I didn’t take my Zen calendar to Texas with me. I chose instead to accept whatever bits of Zen or words and thoughts of wisdom came to me on their own. Some were humorous, life being farts and beer being sacred, and some were simply sweet. Some moments felt overwhelmingly full of love and gratitude like the crescendo of an orchestra taking your breath away with its sensational fullness. Some felt like its very opposite, a vacuum of feeling with purely analytical streams of consciousness. Some moments light, some moments heavy.
Throughout my visit with my family, and really with another facet of my Self, I looked deeply into the mirrors I found there. Who am I and who are we all in the context of these relationships? Who are we when we remove that context, the biological family? Are we “friends”? Can we relate to each other?

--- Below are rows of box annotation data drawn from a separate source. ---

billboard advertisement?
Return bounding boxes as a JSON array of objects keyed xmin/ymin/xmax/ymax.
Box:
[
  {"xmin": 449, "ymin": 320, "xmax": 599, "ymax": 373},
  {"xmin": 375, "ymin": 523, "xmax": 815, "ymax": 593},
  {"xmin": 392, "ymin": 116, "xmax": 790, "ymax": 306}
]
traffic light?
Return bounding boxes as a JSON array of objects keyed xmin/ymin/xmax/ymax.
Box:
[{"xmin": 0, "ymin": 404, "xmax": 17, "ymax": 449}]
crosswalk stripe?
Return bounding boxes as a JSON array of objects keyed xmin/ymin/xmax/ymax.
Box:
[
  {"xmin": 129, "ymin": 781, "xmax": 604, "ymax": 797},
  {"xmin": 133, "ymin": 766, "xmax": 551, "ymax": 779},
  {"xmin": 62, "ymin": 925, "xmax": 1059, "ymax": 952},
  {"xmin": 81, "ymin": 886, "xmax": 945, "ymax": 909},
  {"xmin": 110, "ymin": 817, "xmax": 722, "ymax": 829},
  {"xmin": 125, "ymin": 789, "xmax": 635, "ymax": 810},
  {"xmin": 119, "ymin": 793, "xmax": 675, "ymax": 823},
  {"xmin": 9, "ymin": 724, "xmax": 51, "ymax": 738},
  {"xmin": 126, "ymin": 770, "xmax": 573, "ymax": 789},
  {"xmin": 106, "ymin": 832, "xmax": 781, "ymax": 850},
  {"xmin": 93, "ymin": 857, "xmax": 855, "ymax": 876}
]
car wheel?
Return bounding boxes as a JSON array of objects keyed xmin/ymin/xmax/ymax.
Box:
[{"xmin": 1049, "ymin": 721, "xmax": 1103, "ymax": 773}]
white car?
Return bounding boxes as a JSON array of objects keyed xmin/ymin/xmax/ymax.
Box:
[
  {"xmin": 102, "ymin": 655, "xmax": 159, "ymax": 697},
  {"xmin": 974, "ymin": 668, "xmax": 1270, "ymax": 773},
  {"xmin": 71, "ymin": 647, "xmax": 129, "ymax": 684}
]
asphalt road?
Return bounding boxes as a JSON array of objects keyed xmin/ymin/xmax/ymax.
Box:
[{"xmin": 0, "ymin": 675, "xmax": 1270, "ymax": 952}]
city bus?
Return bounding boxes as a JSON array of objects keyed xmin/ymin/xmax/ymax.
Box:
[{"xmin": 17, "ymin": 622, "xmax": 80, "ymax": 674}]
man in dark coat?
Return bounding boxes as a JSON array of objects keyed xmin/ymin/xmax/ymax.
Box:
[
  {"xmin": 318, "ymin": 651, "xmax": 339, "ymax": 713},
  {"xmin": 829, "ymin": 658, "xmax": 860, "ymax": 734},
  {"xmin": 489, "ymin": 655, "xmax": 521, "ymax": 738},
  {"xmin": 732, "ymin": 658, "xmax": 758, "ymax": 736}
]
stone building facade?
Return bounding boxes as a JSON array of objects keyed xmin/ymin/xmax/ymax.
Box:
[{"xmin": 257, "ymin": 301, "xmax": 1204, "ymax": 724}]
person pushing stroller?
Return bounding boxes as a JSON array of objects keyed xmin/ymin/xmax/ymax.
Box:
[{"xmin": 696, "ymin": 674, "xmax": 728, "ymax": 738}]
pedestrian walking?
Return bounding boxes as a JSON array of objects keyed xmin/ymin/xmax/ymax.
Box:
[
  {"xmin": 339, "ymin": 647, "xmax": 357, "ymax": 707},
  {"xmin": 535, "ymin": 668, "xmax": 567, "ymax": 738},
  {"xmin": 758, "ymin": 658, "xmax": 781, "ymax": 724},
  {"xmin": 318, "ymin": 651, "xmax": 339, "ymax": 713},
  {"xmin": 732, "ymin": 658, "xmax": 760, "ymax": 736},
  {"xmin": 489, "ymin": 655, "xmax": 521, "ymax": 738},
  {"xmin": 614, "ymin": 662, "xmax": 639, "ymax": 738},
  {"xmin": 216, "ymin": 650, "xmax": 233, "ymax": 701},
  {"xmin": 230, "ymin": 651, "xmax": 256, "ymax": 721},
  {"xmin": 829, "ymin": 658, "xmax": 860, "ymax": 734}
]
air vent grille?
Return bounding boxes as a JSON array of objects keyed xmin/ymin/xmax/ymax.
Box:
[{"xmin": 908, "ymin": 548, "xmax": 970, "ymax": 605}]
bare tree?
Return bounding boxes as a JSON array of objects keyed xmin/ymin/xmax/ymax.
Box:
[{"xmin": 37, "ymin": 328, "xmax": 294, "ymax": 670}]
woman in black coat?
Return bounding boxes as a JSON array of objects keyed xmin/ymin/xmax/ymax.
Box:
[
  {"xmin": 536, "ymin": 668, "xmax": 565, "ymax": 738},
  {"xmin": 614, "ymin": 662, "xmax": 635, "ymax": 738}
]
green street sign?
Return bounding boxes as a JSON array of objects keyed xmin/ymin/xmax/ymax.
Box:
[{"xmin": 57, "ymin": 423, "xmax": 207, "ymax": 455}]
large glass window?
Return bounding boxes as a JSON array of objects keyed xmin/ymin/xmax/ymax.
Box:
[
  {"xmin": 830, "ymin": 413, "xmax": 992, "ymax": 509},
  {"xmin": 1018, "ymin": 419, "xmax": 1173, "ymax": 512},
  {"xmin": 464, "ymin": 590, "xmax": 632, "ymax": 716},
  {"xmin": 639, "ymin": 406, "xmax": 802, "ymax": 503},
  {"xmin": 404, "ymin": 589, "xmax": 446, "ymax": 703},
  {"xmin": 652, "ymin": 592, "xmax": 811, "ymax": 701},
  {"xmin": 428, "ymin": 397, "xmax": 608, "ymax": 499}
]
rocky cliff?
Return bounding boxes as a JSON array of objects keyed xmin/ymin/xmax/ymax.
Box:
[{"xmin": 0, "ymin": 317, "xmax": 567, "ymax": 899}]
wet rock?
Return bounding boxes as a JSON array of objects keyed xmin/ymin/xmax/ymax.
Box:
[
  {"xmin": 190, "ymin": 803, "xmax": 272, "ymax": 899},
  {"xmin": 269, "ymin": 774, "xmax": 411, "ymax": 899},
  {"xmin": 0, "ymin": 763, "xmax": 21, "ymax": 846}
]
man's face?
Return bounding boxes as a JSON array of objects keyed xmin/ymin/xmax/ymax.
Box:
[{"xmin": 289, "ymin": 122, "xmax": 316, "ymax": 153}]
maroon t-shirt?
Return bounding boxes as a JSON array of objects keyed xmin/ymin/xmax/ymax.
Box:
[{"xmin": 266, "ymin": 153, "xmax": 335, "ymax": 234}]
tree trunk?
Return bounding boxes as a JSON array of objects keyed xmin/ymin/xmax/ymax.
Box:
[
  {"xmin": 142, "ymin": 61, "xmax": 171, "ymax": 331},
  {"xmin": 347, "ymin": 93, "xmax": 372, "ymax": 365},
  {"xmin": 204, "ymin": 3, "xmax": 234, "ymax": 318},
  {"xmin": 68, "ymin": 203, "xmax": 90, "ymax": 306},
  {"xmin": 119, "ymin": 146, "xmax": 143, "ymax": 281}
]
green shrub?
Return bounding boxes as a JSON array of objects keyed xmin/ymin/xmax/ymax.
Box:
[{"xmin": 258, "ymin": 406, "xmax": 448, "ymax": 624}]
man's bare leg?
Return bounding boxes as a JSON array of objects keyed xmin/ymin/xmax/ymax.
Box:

Humans are so interesting in their interconnectedness. I really enjoy the people I’m related to, if I remove all the past and accept them in the Now. Its hard to do, but necessary. We are all rolling along through time, doing the best we can.
I’ve reviewed the Zen that I’d left to accumulate for later contemplation.
Today’s, as always, is the Universe speaking to my inner cosmos in the poetry that I have been missing:
“Understand, I’ll slip quietly
Away from the noisy crowd
When I see the pale
Star rising, blooming over the oaks.
I’ll pursue solitary pathways
Through the pale twilit meadows,
With only this one dream:
You come too.”
I could never stay there. I don’t mesh in that place and with those mirrors anymore….but I do so wish at times they were with me in the stardust. I have to remind myself then of the moment I saw the cosmic connection of all things to the source. We are all Always connected. Because always is Now.